Overall this is a surprisingly enjoyable tea. The 100g tuo is a classic Xiaguan ripe puerh. I’ve had it aging a bit for the past year. Tight compression but careful picking made it fairly easy to break apart. Very dark leaf without any golden teabuds. Dark tea soup with a pleasant aroma – did not detect the typical Xiaguan smoke (a plus for me since I am not fond of the smoke in my puerh). The sip is smooth and woody – a bit leather like. The flavor profile presents a bit of spice in the background. This recipe was originally made for export to France and has maintained its consistency. This is a budget friendly tea (purchased in mid-2013 for $6.50) and offers a favorable quality/price ratio. Definitely a respectable daily drinking shu.

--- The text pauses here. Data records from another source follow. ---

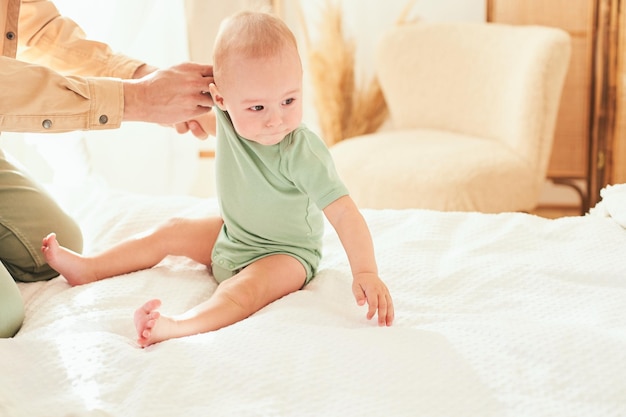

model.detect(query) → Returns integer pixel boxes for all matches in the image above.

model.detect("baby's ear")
[209,83,226,111]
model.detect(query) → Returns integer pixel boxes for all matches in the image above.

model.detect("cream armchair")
[331,22,570,213]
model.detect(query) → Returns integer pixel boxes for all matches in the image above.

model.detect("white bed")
[0,181,626,417]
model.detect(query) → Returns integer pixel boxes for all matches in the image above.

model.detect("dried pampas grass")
[299,0,414,146]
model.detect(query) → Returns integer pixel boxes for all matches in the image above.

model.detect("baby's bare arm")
[324,196,394,326]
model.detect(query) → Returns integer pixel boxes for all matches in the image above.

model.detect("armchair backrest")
[376,22,571,175]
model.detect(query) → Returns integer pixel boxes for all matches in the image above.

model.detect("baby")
[42,12,394,347]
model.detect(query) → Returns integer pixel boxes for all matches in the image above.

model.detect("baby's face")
[217,46,302,145]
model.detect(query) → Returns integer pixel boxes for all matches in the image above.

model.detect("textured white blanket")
[0,184,626,417]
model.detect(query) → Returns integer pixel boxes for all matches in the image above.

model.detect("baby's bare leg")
[41,233,97,286]
[41,217,222,285]
[135,254,306,347]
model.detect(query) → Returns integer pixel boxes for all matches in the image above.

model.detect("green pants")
[0,150,83,337]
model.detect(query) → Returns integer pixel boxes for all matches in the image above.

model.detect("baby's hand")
[352,273,394,326]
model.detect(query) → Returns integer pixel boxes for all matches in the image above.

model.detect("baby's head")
[210,12,302,145]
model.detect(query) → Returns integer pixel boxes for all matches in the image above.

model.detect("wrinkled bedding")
[0,186,626,417]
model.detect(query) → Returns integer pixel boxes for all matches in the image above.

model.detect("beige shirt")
[0,0,143,132]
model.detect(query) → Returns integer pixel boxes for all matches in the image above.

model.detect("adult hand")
[123,62,213,124]
[174,111,217,139]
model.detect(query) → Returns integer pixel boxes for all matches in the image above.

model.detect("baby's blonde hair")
[213,11,298,82]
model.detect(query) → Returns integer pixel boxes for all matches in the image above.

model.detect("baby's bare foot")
[135,300,176,347]
[41,233,97,286]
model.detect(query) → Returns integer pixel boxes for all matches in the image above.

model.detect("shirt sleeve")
[284,125,349,210]
[17,0,143,78]
[0,0,143,132]
[0,57,124,132]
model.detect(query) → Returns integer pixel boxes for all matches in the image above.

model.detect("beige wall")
[185,0,270,62]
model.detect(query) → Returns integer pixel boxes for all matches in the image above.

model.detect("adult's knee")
[0,263,24,338]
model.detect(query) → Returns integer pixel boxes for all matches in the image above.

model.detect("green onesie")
[212,108,348,283]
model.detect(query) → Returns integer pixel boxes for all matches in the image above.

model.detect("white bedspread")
[0,183,626,417]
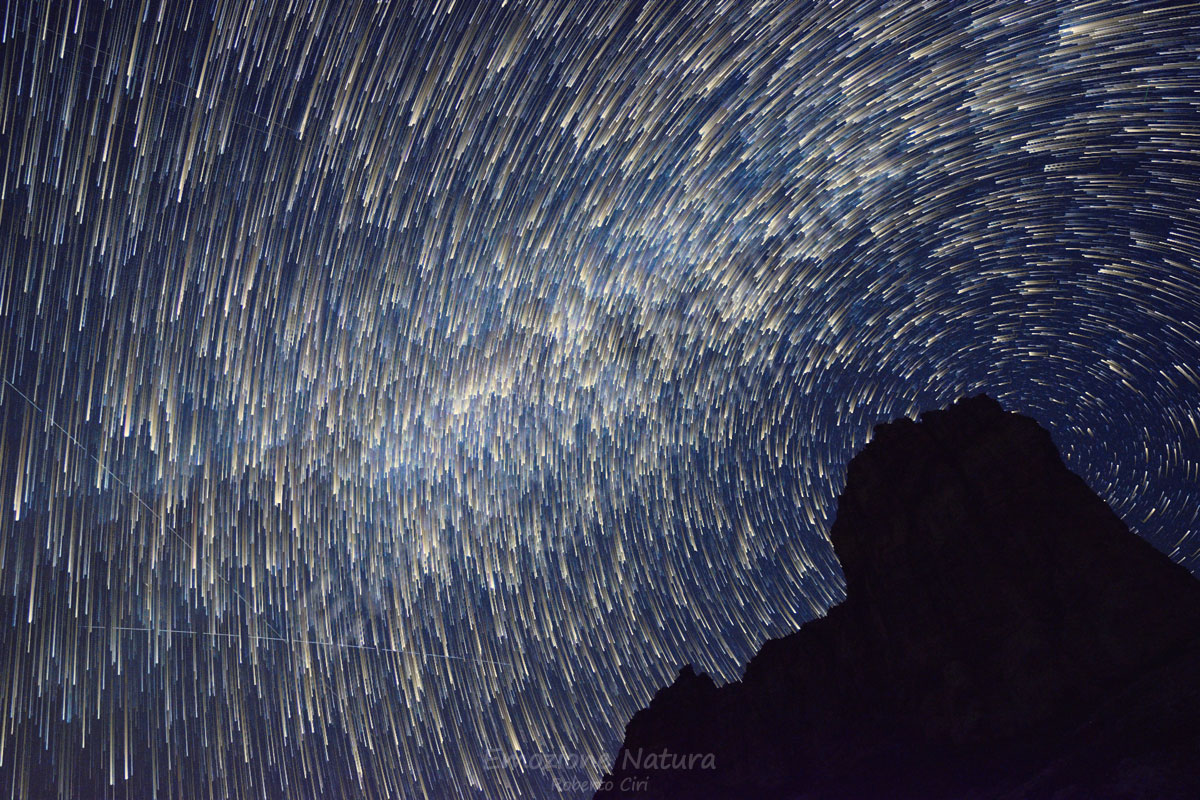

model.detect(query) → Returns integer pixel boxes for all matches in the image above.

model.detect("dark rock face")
[596,397,1200,800]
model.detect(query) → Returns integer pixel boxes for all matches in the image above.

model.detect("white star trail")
[0,0,1200,800]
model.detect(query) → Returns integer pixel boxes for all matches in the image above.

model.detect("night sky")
[0,0,1200,800]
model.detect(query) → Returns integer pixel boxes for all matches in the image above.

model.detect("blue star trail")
[0,0,1200,800]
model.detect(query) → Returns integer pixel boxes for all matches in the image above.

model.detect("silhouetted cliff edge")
[596,396,1200,800]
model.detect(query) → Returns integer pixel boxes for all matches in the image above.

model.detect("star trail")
[0,0,1200,799]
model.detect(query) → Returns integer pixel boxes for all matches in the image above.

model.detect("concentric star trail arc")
[0,0,1200,800]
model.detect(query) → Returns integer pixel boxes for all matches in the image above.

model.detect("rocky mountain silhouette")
[596,396,1200,800]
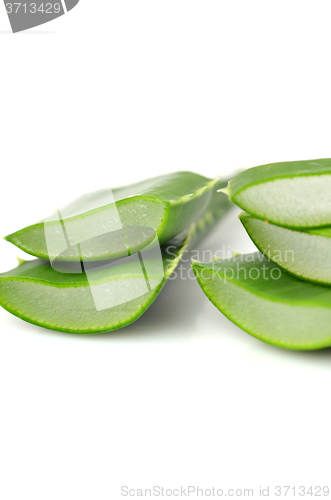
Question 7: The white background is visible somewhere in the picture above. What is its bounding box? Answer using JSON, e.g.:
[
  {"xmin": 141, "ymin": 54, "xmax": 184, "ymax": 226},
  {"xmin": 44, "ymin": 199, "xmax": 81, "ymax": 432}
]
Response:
[{"xmin": 0, "ymin": 0, "xmax": 331, "ymax": 500}]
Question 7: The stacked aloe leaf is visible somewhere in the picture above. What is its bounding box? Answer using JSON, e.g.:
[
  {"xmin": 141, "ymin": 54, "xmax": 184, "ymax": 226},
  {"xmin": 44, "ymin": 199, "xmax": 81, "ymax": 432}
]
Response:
[
  {"xmin": 0, "ymin": 172, "xmax": 232, "ymax": 333},
  {"xmin": 193, "ymin": 159, "xmax": 331, "ymax": 349}
]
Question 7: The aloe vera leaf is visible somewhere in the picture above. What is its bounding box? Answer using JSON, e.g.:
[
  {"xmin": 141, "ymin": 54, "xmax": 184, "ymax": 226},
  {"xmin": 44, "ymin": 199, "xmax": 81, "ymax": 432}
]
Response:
[
  {"xmin": 0, "ymin": 182, "xmax": 232, "ymax": 333},
  {"xmin": 225, "ymin": 158, "xmax": 331, "ymax": 228},
  {"xmin": 192, "ymin": 252, "xmax": 331, "ymax": 350},
  {"xmin": 5, "ymin": 172, "xmax": 217, "ymax": 262},
  {"xmin": 239, "ymin": 212, "xmax": 331, "ymax": 285}
]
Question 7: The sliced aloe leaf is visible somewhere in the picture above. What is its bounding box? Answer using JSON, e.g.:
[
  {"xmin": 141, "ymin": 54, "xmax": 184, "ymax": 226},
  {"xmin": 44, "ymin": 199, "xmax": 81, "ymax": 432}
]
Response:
[
  {"xmin": 0, "ymin": 183, "xmax": 231, "ymax": 333},
  {"xmin": 225, "ymin": 158, "xmax": 331, "ymax": 228},
  {"xmin": 6, "ymin": 172, "xmax": 217, "ymax": 262},
  {"xmin": 192, "ymin": 252, "xmax": 331, "ymax": 350},
  {"xmin": 239, "ymin": 212, "xmax": 331, "ymax": 285}
]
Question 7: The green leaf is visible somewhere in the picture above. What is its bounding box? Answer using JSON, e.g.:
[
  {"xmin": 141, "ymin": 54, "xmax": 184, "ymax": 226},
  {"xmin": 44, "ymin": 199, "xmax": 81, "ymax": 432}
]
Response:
[
  {"xmin": 239, "ymin": 212, "xmax": 331, "ymax": 285},
  {"xmin": 192, "ymin": 252, "xmax": 331, "ymax": 350},
  {"xmin": 6, "ymin": 172, "xmax": 217, "ymax": 262},
  {"xmin": 227, "ymin": 158, "xmax": 331, "ymax": 228},
  {"xmin": 0, "ymin": 182, "xmax": 231, "ymax": 333}
]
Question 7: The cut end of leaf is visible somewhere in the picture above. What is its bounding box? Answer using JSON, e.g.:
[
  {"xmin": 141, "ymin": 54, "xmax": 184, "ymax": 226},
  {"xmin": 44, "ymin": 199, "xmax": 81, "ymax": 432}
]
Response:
[
  {"xmin": 232, "ymin": 250, "xmax": 241, "ymax": 257},
  {"xmin": 217, "ymin": 187, "xmax": 230, "ymax": 198},
  {"xmin": 16, "ymin": 257, "xmax": 28, "ymax": 266}
]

Sweet and mellow with nice energy and it produces a lovely aftertaste! After reading an older note on Hobbes’ blog, I was intrigued by the history and attributes of this particular cake. I was determined to find this tea but I was somewhat doubtful that I would — then I actually found it at Puerhshop.com.
I was not familiar with Manluo Tea Factory (now Changdahao) but apparently back in the day they were highly regarded. This particular cake is made from high quality leaf gathered from an ancient tree farm on Mansa’s high mountain (in the Yiwu tea growing area) and is part of their 2005 Six Famous Tea Mountains collection. Produced using very traditional hand processing and stone pressing. The dry leaf is beautiful – intact large leaves throughout – moderate compression making it easy to pick off a small amount. Clear yellow-gold tea soup that tastes honey sweet with a nice huigan. A little pepper on the tongue in the first few cups. Nice balance and very pleasant in the mouth. I have thoroughly enjoyed this one over the past two days. Gotta love tea blogs maintained by experienced people (e.g., Hobbes) for great tea discoveries!!
Balanced, complex flavor and a sweet after-taste. Moderetly compressed factory cake – not too difficult to pick. Evidence of a few buds and whole leaf. Tea soup is a clear reddish brown with a wood and fruit flavor profile. Seems to resteep several times (4 so far) and still produce a flavorful cup. Appealing quality to price ratio making it a solid choice for an everyday ripe puerh.
This “melon seed” tea is one of the top ten famous teas of China. As expected, Teavivre’s version has a pleasant smooth green taste. Yellow-green tea soup with a distinctly vegetal aroma. Mixed taste of grass and green beans. The smoky, floral and sweet notes add to the complexity of the tea. A tiny bit of spice was detected in the second and third steeps. For those of us who appreciate green teas, this is a fascinating tea and one to enjoy.
This enjoyable high quality tea is refreshing and delicate. Tightly rolled, a lovely smooth, balanced oolong with floral overtones in the aroma. Greenish-yellow tea liquor which at times, yields both vegetal and buttery tastes in the sip. Li Shans are lightly oxidized and, therefore, resembling green teas in some ways. Delicious and easy to drink cup.